Fontana del Bacchino, concluso il restauro conservativo della vasca
Si è concluso l'intervento di restauro conservativo della vasca della Fontana del Bacchino . L'opera originale, realizzata tra il 1659 e il 1665 da Ferdinando Tacca, rinomato bronzista al servizio dei Medici, è custodita in Palazzo comunale, dove accoglie i visitatori al piano terra con la sua elegante ed ampia vasca sovrastata dalla figura del Bacco fanciullo, che stringe tra le mani due corposi grappoli d’uva dai quali fuoriuscivano un tempo i getti d’acqua.
L'intervento, autorizzato dalla Soprintendenza Archeologia, Belle Arti e Paesaggio, ha riguardato l'interno della vasca bronzea della fontana e ha previsto una serie di azioni tra cui l'asportazione dei depositi incoerenti, l’asportazione di strati di stucco utilizzati in un precedente intervento di restauro negli anni ‘80 e l'applicazione di protettivi pigmentati che hanno donato omogeneità cromatica tra l’interno della vasca e il resto dell’opera e nel contempo garantiranno una migliore conservazione per i materiali costitutivi dell’opera.

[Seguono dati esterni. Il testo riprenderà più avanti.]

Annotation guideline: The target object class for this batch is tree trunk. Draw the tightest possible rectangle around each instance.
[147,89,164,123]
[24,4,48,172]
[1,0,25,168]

Come detto, si è trattato di un restauro di tipo conservativo, finalizzato a preservare e valorizzare i dettagli che raccontano oltre 350 anni di storia della fontana, dalla sua fase costruttiva, con evidenti soprafusioni, a interventi successivi con uso di materiali diversi come malta e resine. Uno stucco superficiale di età moderna, applicato sulla sommità interna della vasca, nascondeva, ad esempio, una giuntura in piombo utilizzata "per soppanare la tazza di bronzo", così come descrivono le fonti scritte del tempo, ossia "per congiungere la vasca con la bordatura".
Sarà possibile ammirare la fontana restaurata in occasione delle prossime visite guidate gratuite in Palazzo Comunale il 18 e 19 aprile e il 16 e 17 maggio con prenotazione obbligatoria via mail a museo.palazzopretorio@comune.prato.it. Le visite portano alla scoperta dei dipinti e delle sculture che impreziosiscono le sale del Palazzo Comunale: durante i prossimi incontri sarà chiuso al pubblico il Salone Consiliare, poiché interessato da alcuni lavori per il potenziamento dell'illuminazione. Gli interventi sono in parte stati finanziati con i proventi del prestito della Madonna della Cintola di Filippo Lippi e Fra Diamante che il Museo di Palazzo Pretorio ha fatto nel 2025 al Museo Freising di Monaco di Baviera e consentiranno di apprezzare maggiormente tele e affreschi, ma anche di migliorare la fruizione del Salone da parte di cittadini e amministratori. I lavori si concluderanno entro la fine di maggio e forniranno anche l'occasione per verificare lo stato di salute delle opere lì conservate e per programmare eventuali interventi di restauro o manutenzione delle tele e degli affreschi.